The architect on the project, David Adjaye, has completed notable projects such as the Smithsonian National Museum of African American History and Culture in Washington, D.C., and the National Cathedral of Ghana. He describes the vision as an "intimate city that hugs the riverfront."
When asked, officials estimated the overall price tag at $3.5 billion and the project is expected to take at least 15-20 years to complete. The plan is likely contingent on a public-private partnership, similar to projects such as the recent Rocket Mortgage FieldHouse renovation.
“Our redevelopment strategy for the downtown Cleveland Riverfront taps into the lost heritage of the city, establishing a new relationship between the urban core and the shore,” Adjaye says. “As I became more deeply immersed, the need to build a more tempered flow of movement through the city became immensely clear.”

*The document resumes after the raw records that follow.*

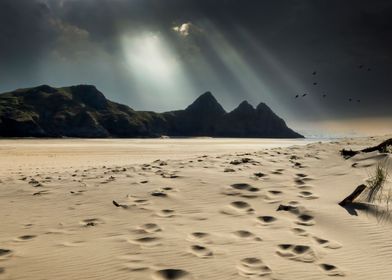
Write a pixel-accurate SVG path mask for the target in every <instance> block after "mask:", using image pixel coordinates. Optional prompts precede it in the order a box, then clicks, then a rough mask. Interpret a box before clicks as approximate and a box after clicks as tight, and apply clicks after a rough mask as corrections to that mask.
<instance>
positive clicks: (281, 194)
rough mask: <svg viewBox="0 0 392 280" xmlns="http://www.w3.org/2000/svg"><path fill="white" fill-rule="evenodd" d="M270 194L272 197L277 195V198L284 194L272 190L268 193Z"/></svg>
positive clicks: (276, 195) (270, 190)
mask: <svg viewBox="0 0 392 280" xmlns="http://www.w3.org/2000/svg"><path fill="white" fill-rule="evenodd" d="M268 193H269V194H272V195H275V196H278V195H282V194H283V192H282V191H277V190H270V191H268Z"/></svg>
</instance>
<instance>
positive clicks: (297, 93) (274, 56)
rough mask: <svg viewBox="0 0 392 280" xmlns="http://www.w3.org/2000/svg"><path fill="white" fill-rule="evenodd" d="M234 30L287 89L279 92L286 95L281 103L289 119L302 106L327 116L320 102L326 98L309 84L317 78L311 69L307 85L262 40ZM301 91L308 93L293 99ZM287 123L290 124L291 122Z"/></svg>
mask: <svg viewBox="0 0 392 280" xmlns="http://www.w3.org/2000/svg"><path fill="white" fill-rule="evenodd" d="M236 30H237V34H238V36H239V37H240V38H241V40H244V41H245V42H247V43H248V44H249V45H250V46H251V47H252V49H253V50H254V51H255V53H256V57H257V59H259V60H260V62H261V63H263V64H264V65H266V66H267V67H268V68H269V70H271V71H273V72H274V75H275V76H276V77H279V81H280V82H281V83H282V84H284V85H285V88H287V89H288V91H289V92H287V93H286V94H285V93H284V92H281V95H282V96H284V97H286V99H283V98H281V101H282V102H281V105H282V107H283V108H284V111H285V112H292V113H291V114H290V115H291V120H292V117H293V115H296V112H298V111H299V110H303V109H304V108H306V111H307V115H313V118H316V119H320V118H327V116H328V113H327V112H326V111H325V108H326V105H325V104H324V105H323V104H322V103H320V102H324V103H325V102H328V100H325V99H324V100H323V99H322V98H321V97H322V91H320V89H318V88H316V87H314V86H313V85H311V83H312V82H313V80H312V79H318V77H315V78H314V77H311V76H310V74H311V71H313V69H311V70H309V85H304V83H303V82H302V81H299V80H298V79H296V78H295V76H294V75H293V74H292V73H290V72H289V70H288V68H287V67H285V66H284V65H283V64H282V62H281V61H280V60H278V59H277V57H276V56H275V55H273V54H272V53H271V52H270V51H268V50H267V48H266V47H265V46H264V45H263V43H262V42H260V41H259V40H256V39H255V38H254V37H253V36H252V35H251V34H250V33H249V32H248V31H247V30H246V29H244V28H242V27H241V26H238V25H237V26H236ZM303 93H308V96H307V97H306V98H304V99H301V100H298V99H297V100H294V99H293V96H295V95H296V94H300V95H302V94H303ZM288 123H291V124H292V123H293V122H288Z"/></svg>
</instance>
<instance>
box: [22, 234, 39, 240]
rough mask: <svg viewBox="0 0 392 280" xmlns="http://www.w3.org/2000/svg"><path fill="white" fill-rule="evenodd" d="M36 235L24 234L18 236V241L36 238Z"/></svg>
mask: <svg viewBox="0 0 392 280" xmlns="http://www.w3.org/2000/svg"><path fill="white" fill-rule="evenodd" d="M35 237H36V235H22V236H19V237H18V241H27V240H31V239H33V238H35Z"/></svg>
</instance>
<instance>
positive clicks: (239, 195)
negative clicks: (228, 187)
mask: <svg viewBox="0 0 392 280" xmlns="http://www.w3.org/2000/svg"><path fill="white" fill-rule="evenodd" d="M259 191H260V189H259V188H256V187H253V186H251V185H249V184H246V183H237V184H232V185H230V187H229V188H226V189H225V190H224V191H223V193H224V194H225V195H230V196H241V197H244V198H255V197H258V196H259V193H258V192H259Z"/></svg>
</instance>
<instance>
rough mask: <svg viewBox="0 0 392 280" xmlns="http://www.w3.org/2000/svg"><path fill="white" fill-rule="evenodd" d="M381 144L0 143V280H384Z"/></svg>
mask: <svg viewBox="0 0 392 280" xmlns="http://www.w3.org/2000/svg"><path fill="white" fill-rule="evenodd" d="M381 140H382V138H373V139H370V138H367V139H349V140H342V141H340V142H329V143H319V142H317V143H311V144H307V145H306V146H305V145H295V146H289V147H286V146H288V145H292V144H306V142H303V141H302V142H290V141H283V140H282V142H279V143H276V142H275V141H269V142H268V141H266V142H263V141H261V140H257V139H253V140H237V139H231V140H230V139H221V140H218V139H191V140H185V139H183V140H171V139H168V140H3V141H0V156H1V158H0V168H1V169H0V170H1V171H0V176H1V177H0V204H1V207H0V217H1V226H0V279H40V280H41V279H56V280H57V279H67V280H69V279H116V280H117V279H203V280H204V279H331V278H334V277H335V278H336V277H339V278H342V279H367V280H368V279H392V250H391V247H392V234H391V223H390V222H389V221H388V220H387V219H380V217H379V215H377V211H374V212H369V211H365V210H361V209H356V210H355V209H354V210H353V211H350V212H351V213H349V212H348V211H347V210H346V209H344V208H342V207H340V206H338V204H337V203H338V202H339V201H340V200H342V199H343V198H344V197H345V196H346V195H348V194H349V193H350V192H352V191H353V189H354V188H355V187H356V186H357V185H359V184H361V183H364V182H365V181H366V179H367V178H368V177H369V174H370V173H371V172H372V170H374V168H375V166H376V165H377V163H378V162H379V161H380V160H382V159H385V158H388V157H389V155H384V154H378V153H371V154H366V155H358V156H356V157H354V158H352V159H349V160H344V159H343V158H341V157H340V155H339V152H338V151H339V150H340V149H341V148H342V147H353V148H358V147H365V146H370V145H373V144H378V143H379V142H381ZM264 141H265V140H264ZM267 144H268V145H270V146H268V145H267ZM276 145H281V146H282V147H279V148H276V147H275V148H273V147H274V146H276ZM283 146H285V147H283ZM266 147H269V148H268V149H266ZM158 159H159V160H158ZM387 185H388V186H389V185H391V183H390V182H389V181H388V183H387ZM113 200H115V201H116V203H117V204H118V206H119V207H116V206H115V205H114V204H113V202H112V201H113ZM280 204H284V205H289V206H291V207H290V209H289V210H290V211H276V209H277V208H278V206H279V205H280ZM286 210H287V209H286ZM355 214H356V215H355Z"/></svg>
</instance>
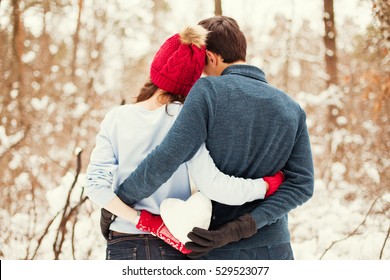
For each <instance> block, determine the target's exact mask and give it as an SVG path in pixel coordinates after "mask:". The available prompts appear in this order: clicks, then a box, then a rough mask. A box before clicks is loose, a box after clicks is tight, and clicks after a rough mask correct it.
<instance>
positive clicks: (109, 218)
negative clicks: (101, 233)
mask: <svg viewBox="0 0 390 280" xmlns="http://www.w3.org/2000/svg"><path fill="white" fill-rule="evenodd" d="M115 218H116V216H115V215H114V214H112V213H111V212H110V211H108V210H106V209H104V208H102V210H101V213H100V230H101V231H102V234H103V236H104V238H105V239H106V240H108V235H109V233H110V225H111V223H112V222H113V221H114V220H115Z"/></svg>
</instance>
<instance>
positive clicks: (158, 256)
mask: <svg viewBox="0 0 390 280" xmlns="http://www.w3.org/2000/svg"><path fill="white" fill-rule="evenodd" d="M206 34H207V31H206V30H205V29H203V28H202V27H200V26H196V27H192V28H186V29H185V30H184V31H183V32H181V33H180V34H175V35H174V36H172V37H170V38H169V39H168V40H167V41H166V42H165V43H164V44H163V45H162V46H161V48H160V50H159V51H158V52H157V53H156V55H155V57H154V59H153V62H152V65H151V70H150V79H151V81H148V82H147V83H146V84H145V85H144V87H143V88H142V89H141V92H140V94H139V95H138V97H137V101H136V103H135V104H128V105H123V106H120V107H118V108H115V109H113V110H111V111H110V112H109V113H108V114H107V115H106V117H105V118H104V120H103V121H102V124H101V130H100V132H99V134H98V135H97V138H96V147H95V148H94V150H93V152H92V154H91V162H90V164H89V167H88V170H87V182H86V185H85V190H86V193H87V195H88V196H89V197H90V198H91V200H93V201H94V202H96V203H97V204H99V205H100V206H101V207H103V208H105V209H106V210H108V211H109V212H111V213H113V214H114V215H116V216H117V218H116V219H115V220H114V221H113V222H112V224H111V225H110V231H109V235H108V236H107V238H108V243H107V255H106V257H107V259H186V255H185V254H186V253H188V252H189V250H187V249H186V248H185V247H184V245H183V244H182V243H181V242H180V241H178V240H177V239H175V237H174V236H172V234H171V233H170V232H169V230H168V229H167V228H166V226H165V225H164V223H163V221H162V219H161V217H160V216H159V215H158V214H159V211H160V204H161V202H162V201H163V200H164V199H166V198H179V199H182V200H186V199H188V198H189V197H190V195H191V188H190V180H189V176H188V173H190V175H191V176H192V179H193V181H194V184H195V185H196V187H197V188H198V189H199V190H200V191H201V192H202V193H203V194H205V195H206V196H207V197H209V198H210V199H212V200H216V201H218V202H221V203H225V204H230V205H240V204H243V203H245V202H247V201H253V200H256V199H263V198H264V197H265V196H268V195H270V194H272V193H273V192H274V191H275V190H276V189H277V188H278V186H279V185H280V184H281V182H282V176H281V175H280V174H277V175H276V176H274V177H265V178H264V180H263V179H258V180H250V179H248V180H244V179H242V178H234V177H230V176H227V175H224V174H222V173H220V172H219V170H218V169H217V168H216V167H215V165H214V162H213V161H212V159H211V157H210V155H209V153H208V151H207V149H206V147H205V145H203V146H202V147H201V148H200V150H199V151H198V153H197V154H196V155H195V156H194V158H193V159H192V160H191V161H189V162H187V163H186V164H183V165H181V166H180V167H179V169H178V170H177V171H176V172H175V173H174V174H173V175H172V177H171V178H170V179H169V180H168V181H167V182H166V183H165V184H163V185H162V186H161V187H160V188H159V189H158V190H157V191H156V192H155V193H154V194H153V195H151V196H150V197H148V198H146V199H143V200H141V201H139V202H137V203H136V204H135V205H133V208H132V207H129V206H127V205H126V204H124V203H123V202H122V201H121V200H120V199H119V198H118V197H117V196H116V195H115V192H114V191H113V190H112V189H111V187H113V188H114V190H115V189H116V187H118V186H119V185H120V183H122V182H123V181H124V180H125V178H126V177H127V176H128V175H129V174H130V173H131V172H132V171H133V170H134V169H135V168H136V167H137V165H138V164H139V163H140V162H141V161H142V160H143V159H144V158H145V157H146V155H147V154H148V153H149V152H151V151H152V150H153V149H154V147H156V146H157V145H158V144H159V143H160V142H161V141H162V139H163V138H164V136H165V135H166V133H167V132H168V130H169V129H170V127H171V126H172V125H173V123H174V121H175V119H176V116H177V115H178V114H179V112H180V109H181V106H182V103H183V102H184V100H185V97H186V95H187V94H188V92H189V90H190V88H191V87H192V85H193V84H194V83H195V82H196V80H197V79H199V77H200V75H201V73H202V70H203V67H204V63H205V52H206V49H205V39H206ZM140 210H142V211H140ZM149 233H151V234H149ZM167 244H169V245H170V246H169V245H167Z"/></svg>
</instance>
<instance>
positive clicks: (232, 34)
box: [199, 16, 246, 63]
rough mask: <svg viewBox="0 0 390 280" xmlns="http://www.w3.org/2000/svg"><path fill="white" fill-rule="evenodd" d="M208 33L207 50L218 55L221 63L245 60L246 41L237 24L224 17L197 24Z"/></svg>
mask: <svg viewBox="0 0 390 280" xmlns="http://www.w3.org/2000/svg"><path fill="white" fill-rule="evenodd" d="M199 25H201V26H203V27H204V28H205V29H207V30H208V31H209V33H208V35H207V39H206V48H207V50H209V51H211V52H214V53H216V54H219V55H220V56H221V57H222V58H223V62H225V63H232V62H236V61H239V60H243V61H245V60H246V39H245V35H244V33H242V31H241V30H240V27H239V26H238V24H237V22H236V21H235V20H234V19H233V18H231V17H226V16H215V17H211V18H208V19H204V20H202V21H200V22H199Z"/></svg>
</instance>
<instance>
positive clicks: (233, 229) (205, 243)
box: [185, 214, 257, 258]
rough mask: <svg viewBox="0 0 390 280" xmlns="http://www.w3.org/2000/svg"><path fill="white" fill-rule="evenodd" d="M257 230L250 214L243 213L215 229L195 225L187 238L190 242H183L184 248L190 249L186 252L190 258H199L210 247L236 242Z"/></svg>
mask: <svg viewBox="0 0 390 280" xmlns="http://www.w3.org/2000/svg"><path fill="white" fill-rule="evenodd" d="M256 232H257V228H256V222H255V220H254V219H253V218H252V216H251V215H250V214H244V215H242V216H241V217H239V218H238V219H237V220H235V221H233V222H230V223H227V224H224V225H223V226H221V227H220V228H219V229H217V230H206V229H202V228H198V227H195V228H194V229H193V230H192V231H191V232H190V233H188V235H187V236H188V238H189V239H191V240H192V242H187V243H186V244H185V246H186V248H187V249H189V250H192V252H191V253H189V254H187V256H188V257H190V258H199V257H201V256H204V255H206V254H207V253H208V252H210V251H211V250H212V249H215V248H220V247H223V246H225V245H226V244H228V243H230V242H236V241H239V240H241V239H242V238H248V237H251V236H252V235H254V234H255V233H256Z"/></svg>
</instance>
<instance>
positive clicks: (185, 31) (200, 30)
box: [150, 25, 207, 96]
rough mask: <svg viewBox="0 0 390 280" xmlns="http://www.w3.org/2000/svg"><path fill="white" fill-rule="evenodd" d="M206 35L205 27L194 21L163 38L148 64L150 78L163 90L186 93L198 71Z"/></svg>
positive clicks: (202, 60)
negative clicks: (163, 41) (159, 47)
mask: <svg viewBox="0 0 390 280" xmlns="http://www.w3.org/2000/svg"><path fill="white" fill-rule="evenodd" d="M206 35H207V30H206V29H204V28H203V27H201V26H200V25H197V26H194V27H187V28H185V29H184V30H183V31H182V32H181V33H178V34H175V35H173V36H172V37H170V38H169V39H168V40H166V41H165V43H164V44H163V45H162V46H161V47H160V49H159V50H158V52H157V53H156V55H155V56H154V59H153V62H152V65H151V67H150V79H151V80H152V82H153V83H154V84H155V85H156V86H158V87H159V88H161V89H163V90H165V91H168V92H171V93H175V94H182V95H185V96H186V95H187V94H188V92H189V91H190V89H191V87H192V86H193V85H194V83H195V82H196V81H197V80H198V79H199V78H200V76H201V75H202V71H203V68H204V64H205V59H206V47H205V42H206Z"/></svg>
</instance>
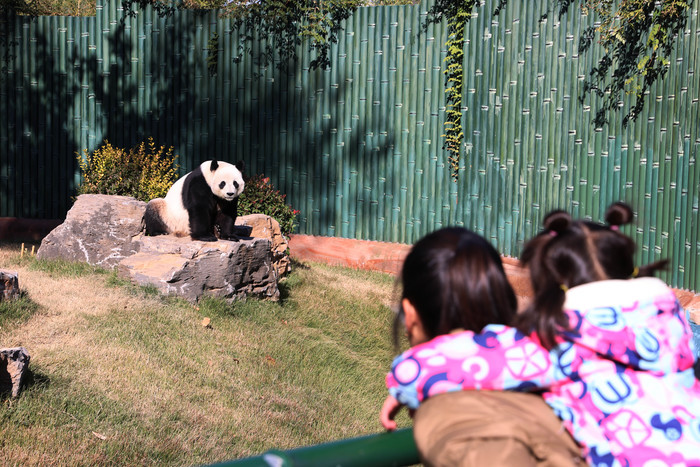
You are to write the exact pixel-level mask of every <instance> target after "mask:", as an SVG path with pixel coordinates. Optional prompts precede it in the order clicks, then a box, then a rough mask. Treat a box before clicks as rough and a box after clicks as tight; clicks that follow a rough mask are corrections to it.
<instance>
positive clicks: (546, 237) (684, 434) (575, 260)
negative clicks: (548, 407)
mask: <svg viewBox="0 0 700 467" xmlns="http://www.w3.org/2000/svg"><path fill="white" fill-rule="evenodd" d="M632 218H633V213H632V210H631V209H630V207H629V206H627V205H625V204H623V203H615V204H613V205H612V206H610V208H609V209H608V211H607V212H606V215H605V220H606V222H607V225H600V224H597V223H593V222H588V221H581V220H573V219H572V218H571V216H570V215H569V214H568V213H566V212H564V211H554V212H552V213H550V214H548V215H547V216H546V217H545V219H544V231H543V232H542V233H540V234H539V235H537V236H536V237H534V238H533V239H532V240H530V241H529V242H527V244H526V245H525V248H524V250H523V253H522V255H521V262H522V263H523V265H524V266H526V267H528V268H529V270H530V276H531V282H532V287H533V292H534V297H533V300H532V302H531V303H530V305H529V306H528V307H527V309H526V310H524V311H523V312H522V313H521V314H519V315H518V316H517V317H516V318H515V320H514V321H513V326H506V325H502V324H496V325H488V326H486V327H484V328H483V329H482V330H481V332H474V331H469V330H466V331H461V332H454V333H451V334H445V335H440V336H437V337H434V338H432V339H430V340H425V341H423V342H422V343H419V344H418V345H414V346H413V347H412V348H410V349H409V350H407V351H406V352H404V353H403V354H401V355H400V356H399V357H397V358H396V359H395V360H394V363H393V364H392V370H391V372H390V373H389V374H388V375H387V386H388V388H389V394H390V395H389V396H388V397H387V400H386V401H385V404H384V407H383V408H382V413H381V419H382V423H383V424H384V426H385V427H388V428H391V427H392V423H391V422H393V418H394V416H395V414H396V413H397V412H398V410H399V409H400V407H401V406H403V405H407V406H408V407H409V408H410V409H419V407H420V409H419V410H418V411H417V412H416V416H415V419H414V434H415V437H416V440H417V443H418V444H419V450H420V451H421V452H423V450H422V449H421V446H420V443H419V442H418V439H419V438H420V437H422V436H424V433H425V432H426V429H427V428H425V427H430V429H435V427H436V426H437V427H438V429H442V428H443V427H444V426H449V425H450V424H451V423H452V422H451V419H453V418H455V417H458V416H459V414H458V413H457V412H456V410H455V409H454V407H455V405H454V403H453V402H452V401H451V398H453V397H455V391H459V392H460V394H469V396H470V397H472V398H474V399H478V398H479V397H480V396H482V395H483V396H485V397H488V396H489V394H490V392H481V393H479V392H476V391H467V390H475V389H481V390H508V391H517V392H525V393H528V392H532V393H537V394H541V396H542V397H543V398H544V400H545V402H547V404H548V405H549V406H550V407H551V408H552V409H553V410H554V413H555V414H556V415H557V416H558V417H559V419H561V421H562V423H563V426H564V427H565V428H566V430H567V431H568V432H569V433H570V434H571V435H572V436H573V438H574V439H575V440H576V441H577V442H578V443H579V444H580V445H581V447H582V452H583V454H584V456H585V459H586V461H587V462H588V463H589V464H590V465H595V466H598V465H601V466H602V465H605V466H635V465H645V464H647V463H653V465H685V466H700V381H698V380H697V379H696V377H695V375H694V371H693V366H694V364H695V359H696V356H695V355H696V354H695V351H694V348H693V344H692V334H691V331H690V328H689V325H688V323H687V321H686V320H685V315H684V313H683V310H682V309H681V307H680V305H679V303H678V300H677V299H676V296H675V294H674V293H673V291H672V290H671V289H670V288H669V287H668V286H666V284H664V283H663V282H662V281H660V280H658V279H655V278H653V277H650V276H651V275H653V273H654V272H655V271H657V270H658V269H660V268H662V267H663V266H664V265H665V261H660V262H656V263H653V264H649V265H646V266H643V267H635V265H634V250H635V244H634V242H633V241H632V240H631V239H630V238H629V237H627V236H626V235H624V234H623V233H621V232H620V230H619V227H620V226H622V225H626V224H628V223H630V222H631V220H632ZM418 325H420V316H419V319H418ZM414 326H415V324H414ZM462 391H464V392H462ZM445 393H451V394H449V395H446V394H445ZM535 452H536V447H535ZM434 453H435V457H434V458H429V456H428V458H427V459H425V460H426V464H433V465H440V464H441V463H442V462H441V460H440V456H441V453H440V450H439V449H438V450H435V451H434ZM647 465H651V464H647Z"/></svg>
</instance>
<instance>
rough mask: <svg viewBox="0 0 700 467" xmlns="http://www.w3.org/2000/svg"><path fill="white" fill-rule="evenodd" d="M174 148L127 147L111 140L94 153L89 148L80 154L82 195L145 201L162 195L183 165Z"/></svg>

The 35-acre vision includes 2,000 new residential units, 850,000 square feet of office space, more parking and at least 12 acres of parks. A series of plazas, terraces and “pocket parks" would cascade via elevators, ramps and stairs down the nearly 100-foot elevation drop from Public Square to the Cuyahoga River, which would open up to green space on the river front.
The main connector would be Tower City. In addition to internal and external updates to the historic building, developers would also have to remove or go around obstructions like Huron Road for a seamless path to the riverfront. The plan essentially splits the land into three distinct neighborhoods, according to the presentation.
“As the crown jewel of downtown Cleveland," says Bedrock CEO Kofi Bonner, "Tower City will serve as the seamless pedestrian connection between the riverfront and Public Square, forging new and enhanced paths for commerce, activations and transit.”
Though he attended by video call, Adjaye described how months of visits to Cleveland informed his blueprint. He said he was surprised by the city's diversity as well as its natural and cultural assets.
“Our redevelopment strategy for the downtown Cleveland riverfront taps into the lost heritage of the city, establishing a new relationship between the urban core and the shore,” Adjaye says. “As I became more deeply immersed, the need to build a more tempered flow of movement through the city became immensely clear.”
Honestly, it's a lot to chew on for a quick-hitter news story. Don't worry; we'll follow up with much more on this project. For now, here are a few other takeaways from the presentation:
Walkable City — The announcement is a small step forward in Mayor Justin Bibb's Administration's goal for an 18-hour city and 15-minute waterfront neighborhood. That's basically developer jargon for a vibrant mid-sized city that is open for business at least 18 hours of the day, as opposed to a place like New York City that is a 24-hour city, and one that allows residents to live, work and play within a 15-minute walk of wherever you are. If you want to learn more about that, stay tuned to Cleveland Magazine. We have much more on this topic in the coming weeks.
Sustainability — EV chargers. Timber wood. Expanded tree canopy. Innovative cooling system. Sustainability will define any future developments, and this one is no different, with developers making this a tentpole of the potential project.
Equitable Access and Growth — Another tentpole, at least according to the presentation, is equal opportunity both in the development phase and in completion, by offering easy and cheap access to all.
Public Transportation — One way to provide that equity is to make the spaces easily accessible through multi-modal and public transportation. Furthermore, improved public transit could be the key to connecting a region of neighborhoods to the new space.
Public Square — Speaking of Public Square, further reimagining of that space, which was recently renovated, certainly seems to underscore this proposal.
Streamlined Future — Vision for the Valley, as this project is called, isn't the only buzzy project that's recently promised to give our city a facelift. Bedrock promised this space would complement existing and future spaces like the Towpath Trail and Irishtown Bend.
The proposal is still a long way away from becoming a reality. There is no expected start date for any of the construction and a number of hurdles remain. Over the next six to eight months, Bonner described a process of more research, more presentations and more conversations. It will also include a plea for funding, public or otherwise. Cleveland City Council President Blaine Griffin said he's been pleased so far with Bedrock's collaboration with City Council.
"One of the things that they've already been embracing and talking about is how we can make sure the entire community in the city of Cleveland benefits from this project," Griffin says, "so that we start out the right way and this doesn't become a downtown versus the neighborhoods, but that this becomes an inclusive project that everyone in the City of Cleveland and, quite frankly, in Ohio is able to enjoy."